This book is a comprehensive guide to the key steps required to strategically approach becoming a successful sustainable business including conducting a CSR assessment, developing a CSR strategy and the accompanying business case, developing and implementing CSR commitments, and measuring the performance and effectiveness of the planning initiative.

Although corporate social responsibility (CSR) has been adopted by many companies, few of them are practicing it with any formal strategy, and the common situation seems to be a portfolio of disparate CSR programs and initiatives, some of which the support core strategy and others of which appear adjacent and discretionary. The diversity of potential CSR initiatives is one issue; however, developing a strategic orientation is complicated by the fact that each company has its own unique set of drivers and motivations for CSR and ideas and responsibilities for those initiatives come from all parts and levels of the organization.
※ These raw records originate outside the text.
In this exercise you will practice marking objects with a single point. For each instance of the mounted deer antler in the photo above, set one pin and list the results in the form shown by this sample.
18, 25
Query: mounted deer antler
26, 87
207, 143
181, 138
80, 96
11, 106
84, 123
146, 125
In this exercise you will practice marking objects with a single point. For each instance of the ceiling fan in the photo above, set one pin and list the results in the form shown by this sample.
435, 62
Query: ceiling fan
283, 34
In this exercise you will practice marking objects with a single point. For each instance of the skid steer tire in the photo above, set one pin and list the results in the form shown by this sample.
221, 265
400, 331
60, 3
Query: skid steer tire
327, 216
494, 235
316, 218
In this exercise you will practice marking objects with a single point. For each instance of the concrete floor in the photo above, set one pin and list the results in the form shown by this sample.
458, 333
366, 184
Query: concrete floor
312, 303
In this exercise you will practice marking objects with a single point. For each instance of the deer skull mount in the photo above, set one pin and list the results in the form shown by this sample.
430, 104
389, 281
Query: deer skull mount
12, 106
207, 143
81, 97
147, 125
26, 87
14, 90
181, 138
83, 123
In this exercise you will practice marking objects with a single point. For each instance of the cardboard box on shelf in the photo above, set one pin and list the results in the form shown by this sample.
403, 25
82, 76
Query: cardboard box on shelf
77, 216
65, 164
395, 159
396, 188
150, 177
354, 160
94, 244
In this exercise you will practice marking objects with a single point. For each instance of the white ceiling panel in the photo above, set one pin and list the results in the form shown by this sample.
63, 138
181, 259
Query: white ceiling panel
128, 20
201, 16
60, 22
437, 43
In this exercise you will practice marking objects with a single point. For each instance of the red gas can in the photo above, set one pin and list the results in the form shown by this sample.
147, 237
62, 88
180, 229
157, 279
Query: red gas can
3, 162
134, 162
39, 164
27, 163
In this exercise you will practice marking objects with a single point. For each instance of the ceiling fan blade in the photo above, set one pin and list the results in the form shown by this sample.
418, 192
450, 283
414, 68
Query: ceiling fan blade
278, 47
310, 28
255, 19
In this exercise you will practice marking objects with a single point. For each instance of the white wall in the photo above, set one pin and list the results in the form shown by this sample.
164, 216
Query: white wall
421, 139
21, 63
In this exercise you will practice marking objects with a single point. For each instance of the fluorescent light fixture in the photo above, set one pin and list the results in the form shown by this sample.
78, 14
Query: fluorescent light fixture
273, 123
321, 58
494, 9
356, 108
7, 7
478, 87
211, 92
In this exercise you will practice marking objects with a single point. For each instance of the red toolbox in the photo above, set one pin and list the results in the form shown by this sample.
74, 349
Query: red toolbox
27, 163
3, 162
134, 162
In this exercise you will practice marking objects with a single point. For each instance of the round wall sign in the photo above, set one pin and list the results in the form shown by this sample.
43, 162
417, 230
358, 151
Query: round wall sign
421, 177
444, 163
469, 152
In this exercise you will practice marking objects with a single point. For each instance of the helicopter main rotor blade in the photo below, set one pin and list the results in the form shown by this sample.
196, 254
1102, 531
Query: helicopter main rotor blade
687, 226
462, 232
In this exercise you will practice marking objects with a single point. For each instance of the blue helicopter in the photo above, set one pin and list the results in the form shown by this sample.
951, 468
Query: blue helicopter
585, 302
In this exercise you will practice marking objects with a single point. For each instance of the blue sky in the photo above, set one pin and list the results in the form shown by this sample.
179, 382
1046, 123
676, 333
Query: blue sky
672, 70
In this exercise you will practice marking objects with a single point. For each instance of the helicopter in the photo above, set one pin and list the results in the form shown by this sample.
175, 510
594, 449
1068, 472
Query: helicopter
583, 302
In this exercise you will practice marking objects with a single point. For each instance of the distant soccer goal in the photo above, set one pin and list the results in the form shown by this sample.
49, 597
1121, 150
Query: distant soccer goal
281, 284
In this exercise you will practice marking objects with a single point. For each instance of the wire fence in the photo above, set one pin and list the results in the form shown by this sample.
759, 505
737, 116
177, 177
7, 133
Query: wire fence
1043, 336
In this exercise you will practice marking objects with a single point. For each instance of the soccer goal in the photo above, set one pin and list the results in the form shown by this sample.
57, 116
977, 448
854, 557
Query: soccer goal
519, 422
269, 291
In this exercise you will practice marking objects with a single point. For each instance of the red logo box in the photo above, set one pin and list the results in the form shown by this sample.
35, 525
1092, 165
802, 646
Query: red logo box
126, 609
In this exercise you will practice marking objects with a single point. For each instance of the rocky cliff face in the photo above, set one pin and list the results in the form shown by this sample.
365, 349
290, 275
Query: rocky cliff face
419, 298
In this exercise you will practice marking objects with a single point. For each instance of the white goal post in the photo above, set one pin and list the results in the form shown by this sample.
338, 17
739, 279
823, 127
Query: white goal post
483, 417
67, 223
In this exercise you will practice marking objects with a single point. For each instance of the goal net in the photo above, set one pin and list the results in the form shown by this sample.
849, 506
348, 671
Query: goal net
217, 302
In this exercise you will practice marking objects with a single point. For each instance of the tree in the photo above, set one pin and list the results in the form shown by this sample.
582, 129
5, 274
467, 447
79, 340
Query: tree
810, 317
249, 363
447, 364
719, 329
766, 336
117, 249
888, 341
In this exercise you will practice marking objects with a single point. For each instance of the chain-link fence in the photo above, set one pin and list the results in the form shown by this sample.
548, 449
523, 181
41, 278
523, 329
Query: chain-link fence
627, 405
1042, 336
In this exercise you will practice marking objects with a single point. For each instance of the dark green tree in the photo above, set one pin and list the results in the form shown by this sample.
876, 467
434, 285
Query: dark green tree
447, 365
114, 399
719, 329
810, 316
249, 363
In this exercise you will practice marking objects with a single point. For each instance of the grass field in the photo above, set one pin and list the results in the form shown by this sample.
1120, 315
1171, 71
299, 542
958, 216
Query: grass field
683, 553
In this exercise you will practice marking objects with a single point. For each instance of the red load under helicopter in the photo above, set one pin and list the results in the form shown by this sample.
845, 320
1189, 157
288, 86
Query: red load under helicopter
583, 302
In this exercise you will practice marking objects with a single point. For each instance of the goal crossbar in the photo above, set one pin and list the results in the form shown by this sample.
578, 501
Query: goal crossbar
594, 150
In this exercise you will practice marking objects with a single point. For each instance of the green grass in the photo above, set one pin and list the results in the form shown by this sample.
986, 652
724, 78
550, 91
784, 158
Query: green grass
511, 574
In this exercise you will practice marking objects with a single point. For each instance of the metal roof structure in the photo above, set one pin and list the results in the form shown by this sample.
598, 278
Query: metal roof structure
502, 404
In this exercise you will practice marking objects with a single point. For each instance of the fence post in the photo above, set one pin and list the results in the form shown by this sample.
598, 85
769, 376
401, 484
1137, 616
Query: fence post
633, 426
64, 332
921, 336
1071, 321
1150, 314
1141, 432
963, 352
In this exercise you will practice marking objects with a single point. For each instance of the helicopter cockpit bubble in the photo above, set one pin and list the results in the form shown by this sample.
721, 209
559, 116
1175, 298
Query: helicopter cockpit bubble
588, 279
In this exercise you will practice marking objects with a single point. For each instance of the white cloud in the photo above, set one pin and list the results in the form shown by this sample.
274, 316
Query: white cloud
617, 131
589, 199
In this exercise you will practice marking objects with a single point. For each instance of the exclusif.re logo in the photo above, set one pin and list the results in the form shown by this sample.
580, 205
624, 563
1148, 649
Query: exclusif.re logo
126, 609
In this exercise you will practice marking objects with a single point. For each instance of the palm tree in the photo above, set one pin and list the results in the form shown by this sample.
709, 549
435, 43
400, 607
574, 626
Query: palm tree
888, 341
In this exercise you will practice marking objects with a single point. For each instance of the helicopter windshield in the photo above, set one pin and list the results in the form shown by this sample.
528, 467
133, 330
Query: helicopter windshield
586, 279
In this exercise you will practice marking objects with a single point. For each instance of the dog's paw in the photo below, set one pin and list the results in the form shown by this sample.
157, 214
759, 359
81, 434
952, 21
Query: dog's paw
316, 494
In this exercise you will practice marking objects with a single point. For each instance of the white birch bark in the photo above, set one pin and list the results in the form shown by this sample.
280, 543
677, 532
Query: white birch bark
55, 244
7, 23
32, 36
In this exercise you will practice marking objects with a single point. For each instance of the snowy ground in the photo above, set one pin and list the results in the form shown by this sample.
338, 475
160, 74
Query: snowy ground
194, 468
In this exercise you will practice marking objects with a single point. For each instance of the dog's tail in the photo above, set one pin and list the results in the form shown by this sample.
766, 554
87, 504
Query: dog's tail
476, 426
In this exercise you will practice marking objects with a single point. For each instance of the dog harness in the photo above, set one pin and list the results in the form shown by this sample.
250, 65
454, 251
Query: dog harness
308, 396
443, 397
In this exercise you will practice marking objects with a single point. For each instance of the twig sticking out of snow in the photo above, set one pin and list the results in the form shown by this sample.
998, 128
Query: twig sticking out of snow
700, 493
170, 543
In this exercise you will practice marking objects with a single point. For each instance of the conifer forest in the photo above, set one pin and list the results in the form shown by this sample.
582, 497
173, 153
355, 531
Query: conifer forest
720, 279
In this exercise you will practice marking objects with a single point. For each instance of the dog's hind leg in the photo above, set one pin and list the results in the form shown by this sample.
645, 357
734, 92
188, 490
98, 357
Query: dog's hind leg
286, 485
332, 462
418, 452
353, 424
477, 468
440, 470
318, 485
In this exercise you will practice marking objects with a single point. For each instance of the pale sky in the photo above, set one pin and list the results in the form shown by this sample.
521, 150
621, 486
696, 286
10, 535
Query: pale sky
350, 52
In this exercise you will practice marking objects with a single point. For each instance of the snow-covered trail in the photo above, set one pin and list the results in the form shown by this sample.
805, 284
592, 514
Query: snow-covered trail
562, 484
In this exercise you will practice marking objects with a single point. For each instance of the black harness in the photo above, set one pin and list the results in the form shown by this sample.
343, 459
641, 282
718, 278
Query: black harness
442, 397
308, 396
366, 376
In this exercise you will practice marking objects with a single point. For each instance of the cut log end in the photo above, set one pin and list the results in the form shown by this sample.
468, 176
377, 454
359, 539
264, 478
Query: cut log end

Strategic planning for sustainability is far from easy or precise, if only because it requires that simultaneous consideration be given not only to economic performance and development but also to environmental protection and the social wellbeing of employees and other persons and groups outside of the organization. This book is intended as a comprehensive guide to the key steps required to strategically approach becoming a successful sustainable business including conducting a CSR assessment, developing a CSR strategy and the accompanying business case, developing and implementing CSR commitments, and measuring the performance and effectiveness of the planning initiative.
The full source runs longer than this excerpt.